There is absolutely no reason to buy much of the stuff on this list. Telling someone they need to spend more than a grand to spend a couple of days hiking will surely put them off doing it. I've gone camping with people who had almost none of this stuff and they still had a good time. It was SoCal on the 4th of July, so no worries about rain or cold weather.
Forget the tent, footprint and pack-you can usually borrow a tent or share with someone who already has one; footprints are a waste of money, if you insist on one, make it out of a scrap piece of Tyvek; packs, even good ones are cheap on eBay or Craigslist, so are sleeping bags. You can buy a cheap sleeping pad for $10 at most discount stores (the blue foam one).
I would rather buy a used piece of good gear than something new, but cheap. I've bought a tent, pack, winter parka (the one in my picture), stove, compass, ski boots, rain pants and probably a few things I can't remember offhand off of eBay, Craigslist or here at big discounts, and they are all high quality. A couple of things were new, but a great price, but most were used and about 30-50% of retail. Example, my parka retailed for about $500, I got it for slightly more than half that and it looked brand new when I unpacked it.
Stove-make a soda can stove for almost nothing or get one off eBay or Craigslist.

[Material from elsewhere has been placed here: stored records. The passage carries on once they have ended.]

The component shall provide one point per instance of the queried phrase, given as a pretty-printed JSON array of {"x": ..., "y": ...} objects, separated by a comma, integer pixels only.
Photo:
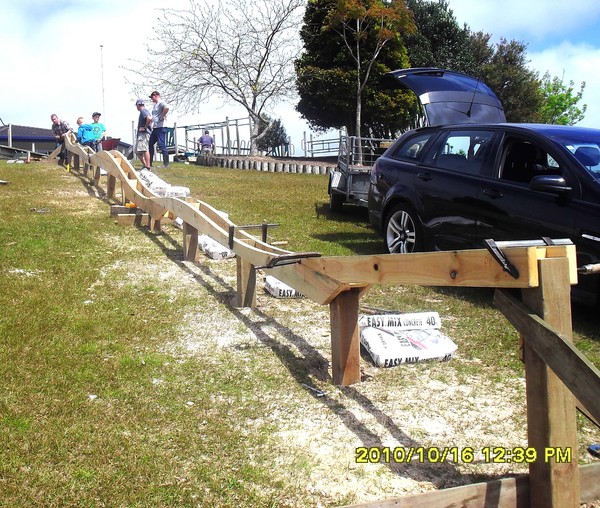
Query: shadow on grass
[{"x": 315, "y": 366}]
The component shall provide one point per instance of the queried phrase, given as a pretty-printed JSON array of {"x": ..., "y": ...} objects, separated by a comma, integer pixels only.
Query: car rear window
[
  {"x": 463, "y": 151},
  {"x": 412, "y": 147}
]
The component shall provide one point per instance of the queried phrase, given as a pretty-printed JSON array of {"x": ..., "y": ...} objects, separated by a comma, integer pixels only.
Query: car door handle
[{"x": 493, "y": 193}]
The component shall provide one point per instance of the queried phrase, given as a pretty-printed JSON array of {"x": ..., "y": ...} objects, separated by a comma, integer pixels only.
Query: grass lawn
[{"x": 96, "y": 407}]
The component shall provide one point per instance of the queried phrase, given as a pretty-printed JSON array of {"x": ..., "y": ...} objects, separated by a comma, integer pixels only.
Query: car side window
[
  {"x": 463, "y": 151},
  {"x": 522, "y": 160},
  {"x": 412, "y": 148}
]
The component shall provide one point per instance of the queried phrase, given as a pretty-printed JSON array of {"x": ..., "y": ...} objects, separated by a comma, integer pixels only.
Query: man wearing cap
[
  {"x": 60, "y": 128},
  {"x": 98, "y": 130},
  {"x": 159, "y": 113},
  {"x": 206, "y": 143},
  {"x": 143, "y": 134}
]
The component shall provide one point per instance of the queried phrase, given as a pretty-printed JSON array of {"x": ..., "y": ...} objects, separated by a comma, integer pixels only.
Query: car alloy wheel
[{"x": 402, "y": 233}]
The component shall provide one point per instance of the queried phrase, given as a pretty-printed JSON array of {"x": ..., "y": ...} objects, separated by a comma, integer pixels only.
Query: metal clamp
[
  {"x": 288, "y": 259},
  {"x": 264, "y": 226},
  {"x": 499, "y": 256}
]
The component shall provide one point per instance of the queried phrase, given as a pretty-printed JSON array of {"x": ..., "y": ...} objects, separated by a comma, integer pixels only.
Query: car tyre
[{"x": 402, "y": 231}]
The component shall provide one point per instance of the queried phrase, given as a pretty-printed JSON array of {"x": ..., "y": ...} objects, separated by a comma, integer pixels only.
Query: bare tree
[{"x": 237, "y": 51}]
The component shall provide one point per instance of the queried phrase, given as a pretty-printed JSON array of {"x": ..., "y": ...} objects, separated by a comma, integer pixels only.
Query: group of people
[
  {"x": 151, "y": 131},
  {"x": 88, "y": 134}
]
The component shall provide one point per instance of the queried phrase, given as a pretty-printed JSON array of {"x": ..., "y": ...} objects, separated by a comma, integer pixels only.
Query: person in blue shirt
[
  {"x": 98, "y": 130},
  {"x": 85, "y": 134}
]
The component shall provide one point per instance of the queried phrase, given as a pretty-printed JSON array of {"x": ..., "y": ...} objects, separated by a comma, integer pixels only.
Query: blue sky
[{"x": 54, "y": 63}]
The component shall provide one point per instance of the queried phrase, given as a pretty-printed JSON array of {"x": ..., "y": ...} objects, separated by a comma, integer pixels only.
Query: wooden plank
[
  {"x": 589, "y": 475},
  {"x": 246, "y": 284},
  {"x": 551, "y": 413},
  {"x": 132, "y": 219},
  {"x": 504, "y": 493},
  {"x": 468, "y": 268},
  {"x": 190, "y": 242},
  {"x": 345, "y": 344},
  {"x": 569, "y": 364},
  {"x": 473, "y": 268}
]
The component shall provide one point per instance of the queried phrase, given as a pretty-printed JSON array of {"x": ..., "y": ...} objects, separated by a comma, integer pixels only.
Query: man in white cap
[
  {"x": 143, "y": 134},
  {"x": 159, "y": 113},
  {"x": 98, "y": 130}
]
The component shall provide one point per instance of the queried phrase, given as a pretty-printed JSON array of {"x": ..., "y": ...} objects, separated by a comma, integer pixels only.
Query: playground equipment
[{"x": 559, "y": 378}]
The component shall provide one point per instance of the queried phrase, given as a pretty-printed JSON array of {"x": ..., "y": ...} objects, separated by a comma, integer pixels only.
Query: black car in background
[{"x": 472, "y": 177}]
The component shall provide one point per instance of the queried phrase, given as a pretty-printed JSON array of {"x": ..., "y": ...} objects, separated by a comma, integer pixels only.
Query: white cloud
[
  {"x": 52, "y": 57},
  {"x": 577, "y": 63}
]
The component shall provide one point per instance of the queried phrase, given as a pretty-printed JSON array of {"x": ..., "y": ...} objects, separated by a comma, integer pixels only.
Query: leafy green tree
[
  {"x": 559, "y": 104},
  {"x": 506, "y": 72},
  {"x": 366, "y": 26},
  {"x": 331, "y": 75},
  {"x": 273, "y": 135},
  {"x": 439, "y": 41}
]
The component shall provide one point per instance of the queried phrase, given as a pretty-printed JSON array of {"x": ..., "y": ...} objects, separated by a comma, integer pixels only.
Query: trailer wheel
[{"x": 335, "y": 202}]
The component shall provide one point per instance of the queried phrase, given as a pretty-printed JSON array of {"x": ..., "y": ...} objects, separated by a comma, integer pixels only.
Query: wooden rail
[{"x": 557, "y": 375}]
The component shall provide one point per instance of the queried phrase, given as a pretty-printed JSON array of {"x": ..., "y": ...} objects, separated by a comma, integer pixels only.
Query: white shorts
[{"x": 142, "y": 142}]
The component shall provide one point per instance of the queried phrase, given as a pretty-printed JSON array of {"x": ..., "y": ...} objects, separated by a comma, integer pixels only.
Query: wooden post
[
  {"x": 246, "y": 284},
  {"x": 154, "y": 224},
  {"x": 190, "y": 242},
  {"x": 345, "y": 345},
  {"x": 110, "y": 186},
  {"x": 551, "y": 414}
]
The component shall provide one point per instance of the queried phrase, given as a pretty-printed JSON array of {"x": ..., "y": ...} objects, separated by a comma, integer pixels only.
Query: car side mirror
[{"x": 554, "y": 184}]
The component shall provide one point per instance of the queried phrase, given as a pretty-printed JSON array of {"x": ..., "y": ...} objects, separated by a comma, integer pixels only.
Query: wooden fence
[{"x": 558, "y": 377}]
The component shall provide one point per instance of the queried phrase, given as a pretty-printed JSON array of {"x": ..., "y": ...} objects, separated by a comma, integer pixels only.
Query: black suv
[{"x": 472, "y": 177}]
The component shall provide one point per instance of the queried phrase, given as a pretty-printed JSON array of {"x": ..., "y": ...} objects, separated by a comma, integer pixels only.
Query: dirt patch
[{"x": 328, "y": 429}]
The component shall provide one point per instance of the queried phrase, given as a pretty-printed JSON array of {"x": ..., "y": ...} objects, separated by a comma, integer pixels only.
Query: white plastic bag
[{"x": 279, "y": 289}]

Clothes-as already noted, thrift shops or big box stores, or online at places like Sierra Trading Post; wool socks are nice, but you don't need to spend $18 a pair, cotton socks are fine for anything except cold, wet, weather. Cheap raingear will work, better yet, plan ahead for your first few trips to avoid bad weather.
Water filter-forget it, either boil your water or use tablets like Aqua Mira or Pure Aqua.
One more thing, yes, REI has a very generous return policy, but treating it like a free rental shop doesn't sit well with me. Encouraging people to do that will eventually lead to the end of that policy.
Don't get me started, you know how I get.